The era of the newspaper is over. For the first time, Indian newspapers have registered decaying readership

Readership of regional language newspapers is down sharply. Photo: Abhijit Bhatlekar/MintPremium
Readership of regional language newspapers is down sharply. Photo: Abhijit Bhatlekar/Mint

At the World Editors Forum 15 years ago, the people strutting about were likely to be the Indians. This annual holiday, hosted usually in some western European city in the summer, had editors pretending to deliberate on the state of the world between three vodka lunches and intermittent moaning about declining circulation.

The moaning ritual excluded the Indians, whose mighty and expanding newspaper industry was the envy of the West.
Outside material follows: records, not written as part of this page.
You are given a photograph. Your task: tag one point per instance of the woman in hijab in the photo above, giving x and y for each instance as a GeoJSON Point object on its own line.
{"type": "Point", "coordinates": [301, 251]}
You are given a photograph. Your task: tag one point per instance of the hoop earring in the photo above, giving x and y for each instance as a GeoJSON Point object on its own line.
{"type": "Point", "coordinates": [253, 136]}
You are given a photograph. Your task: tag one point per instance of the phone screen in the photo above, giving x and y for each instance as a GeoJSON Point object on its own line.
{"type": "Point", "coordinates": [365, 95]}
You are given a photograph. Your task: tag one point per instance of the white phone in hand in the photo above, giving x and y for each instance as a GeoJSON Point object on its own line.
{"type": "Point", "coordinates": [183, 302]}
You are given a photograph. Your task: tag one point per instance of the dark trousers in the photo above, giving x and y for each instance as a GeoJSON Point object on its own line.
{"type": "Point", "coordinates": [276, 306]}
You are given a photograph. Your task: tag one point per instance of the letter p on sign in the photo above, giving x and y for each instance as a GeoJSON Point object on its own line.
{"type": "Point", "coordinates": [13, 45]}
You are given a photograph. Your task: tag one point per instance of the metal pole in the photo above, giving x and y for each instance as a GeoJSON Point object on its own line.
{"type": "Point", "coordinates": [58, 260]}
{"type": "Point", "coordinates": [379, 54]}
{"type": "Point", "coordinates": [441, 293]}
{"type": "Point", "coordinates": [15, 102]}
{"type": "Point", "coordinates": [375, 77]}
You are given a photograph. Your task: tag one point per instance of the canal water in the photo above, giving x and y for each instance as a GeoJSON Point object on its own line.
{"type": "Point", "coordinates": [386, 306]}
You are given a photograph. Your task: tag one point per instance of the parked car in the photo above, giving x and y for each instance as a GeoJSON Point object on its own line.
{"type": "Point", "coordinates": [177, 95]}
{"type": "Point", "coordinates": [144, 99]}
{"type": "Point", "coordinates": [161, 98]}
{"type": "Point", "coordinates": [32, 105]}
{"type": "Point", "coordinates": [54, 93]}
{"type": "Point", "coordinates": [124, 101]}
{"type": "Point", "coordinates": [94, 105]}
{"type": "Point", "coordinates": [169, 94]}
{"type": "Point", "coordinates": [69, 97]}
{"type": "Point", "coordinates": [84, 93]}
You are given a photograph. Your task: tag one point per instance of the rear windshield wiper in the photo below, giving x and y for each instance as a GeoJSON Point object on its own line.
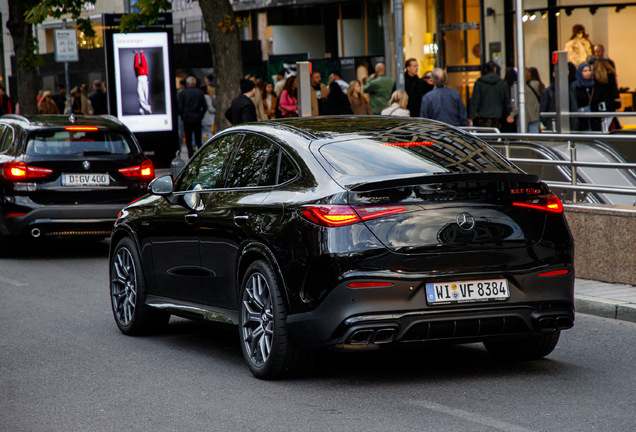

In a world of fewer readers and falling advertising, India and China were exceptional. The Chinese came to these meetings but, not knowing English, stayed in their huddle while we Indians consoled the Europeans and Americans.

It was assumed that circulation and readership in India would keep growing for decades. This was because, we told ourselves and others, literacy rates were still low, and the rural illiterate would first read a regional language paper before ultimately migrating to English. Everything is tickety-boo, as Danny Kaye sang.

So confident was the industry that, at one newspaper I edited, the proprietors deliberately restricted distribution in particular neighbourhoods (“too downmarket") because they wanted a sharper readership profile. We would pick and choose who read our papers.

This happy fantasy was dismantled by two inventions in software and hardware: social media and smartphones.

The era of the newspaper is over. For the first time, Indian newspapers have registered decaying readership. A survey in the fourth quarter of 2012 and the latest one for 2013 show this for the top three English dailies.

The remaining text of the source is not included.